O pior parece ter ficado para trás, mas ainda há algumas questões em aberto; mantemos Compra
Mais uma vez, acreditamos que os resultados recentes reforçam que as discussões sobre o cenário de precificação podem não mais ser o principal foco do mercado, como foram nos meses anteriores. Em nossa avaliação, esse tema foi amplamente esgotado e parece já estar incorporado no preço da ação, o que deve levar gradualmente os investidores a redirecionarem sua atenção para volumes e execução. Além disso, acreditamos que as expectativas em relação ao poder de precificação da companhia são atualmente bastante baixas e, em um cenário com gargalos logísticos mais apertados (o que deve ocorrer em algum momento), a tese de precificação pode apresentar upside adicional.
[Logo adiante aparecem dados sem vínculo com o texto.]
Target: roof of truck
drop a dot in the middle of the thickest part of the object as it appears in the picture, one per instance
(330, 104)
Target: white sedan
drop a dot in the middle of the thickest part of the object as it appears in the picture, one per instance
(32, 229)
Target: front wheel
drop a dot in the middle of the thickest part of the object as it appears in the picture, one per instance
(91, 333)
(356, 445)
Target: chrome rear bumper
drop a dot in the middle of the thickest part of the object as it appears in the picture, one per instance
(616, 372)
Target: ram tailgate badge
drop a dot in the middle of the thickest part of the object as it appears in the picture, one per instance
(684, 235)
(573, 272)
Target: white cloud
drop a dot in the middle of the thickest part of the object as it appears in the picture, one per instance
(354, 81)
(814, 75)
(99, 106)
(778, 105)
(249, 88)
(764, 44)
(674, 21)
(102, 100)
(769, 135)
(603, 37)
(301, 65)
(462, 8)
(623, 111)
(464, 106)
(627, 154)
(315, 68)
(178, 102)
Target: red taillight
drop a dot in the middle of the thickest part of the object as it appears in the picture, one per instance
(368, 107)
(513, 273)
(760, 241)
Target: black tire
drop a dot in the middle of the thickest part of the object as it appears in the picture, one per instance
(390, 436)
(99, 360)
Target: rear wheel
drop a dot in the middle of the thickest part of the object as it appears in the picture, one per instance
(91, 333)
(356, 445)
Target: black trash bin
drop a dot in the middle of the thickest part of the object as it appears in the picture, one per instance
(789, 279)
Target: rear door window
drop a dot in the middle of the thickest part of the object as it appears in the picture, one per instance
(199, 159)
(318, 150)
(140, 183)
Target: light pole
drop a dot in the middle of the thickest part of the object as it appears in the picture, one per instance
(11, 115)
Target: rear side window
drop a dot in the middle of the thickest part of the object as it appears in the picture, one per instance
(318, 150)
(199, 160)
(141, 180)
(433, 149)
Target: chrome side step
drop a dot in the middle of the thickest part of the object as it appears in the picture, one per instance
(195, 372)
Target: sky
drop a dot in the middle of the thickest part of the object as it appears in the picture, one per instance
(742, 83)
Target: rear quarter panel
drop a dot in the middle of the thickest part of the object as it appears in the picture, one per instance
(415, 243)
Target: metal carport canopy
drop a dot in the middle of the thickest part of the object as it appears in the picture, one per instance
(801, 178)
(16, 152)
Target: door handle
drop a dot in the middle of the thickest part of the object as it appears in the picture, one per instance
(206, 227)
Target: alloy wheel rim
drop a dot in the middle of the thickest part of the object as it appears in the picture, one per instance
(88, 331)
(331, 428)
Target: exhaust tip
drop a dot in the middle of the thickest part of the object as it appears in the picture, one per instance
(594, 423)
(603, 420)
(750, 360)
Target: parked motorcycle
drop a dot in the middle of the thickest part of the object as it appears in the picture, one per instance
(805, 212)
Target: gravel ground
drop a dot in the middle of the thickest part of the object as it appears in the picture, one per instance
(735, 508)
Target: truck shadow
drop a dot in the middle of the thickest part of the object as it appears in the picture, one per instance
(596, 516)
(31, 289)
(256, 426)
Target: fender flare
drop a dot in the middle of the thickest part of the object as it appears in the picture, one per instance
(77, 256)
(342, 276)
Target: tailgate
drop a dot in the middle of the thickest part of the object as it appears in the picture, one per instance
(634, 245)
Olhando à frente, ainda enxergamos algumas interrogações relevantes sobre o caso, incluindo: (i) o ambiente de contratação de grãos para o 2S26; (ii) a resolução do vencimento da concessão da Malha Oeste; (iii) as tendências gerais de tarifas e o cenário competitivo; e (iv) as discussões sobre as tendências de capex e a alocação mais ampla de capital. Embora essas incertezas possam moderar o sentimento dos investidores no curto prazo, continuamos a acreditar que RAIL representa uma das teses de crescimento ag-enabling mais atrativas para o LP, atualmente negociada com um valuation descontado de 7x EV/EBITDA26.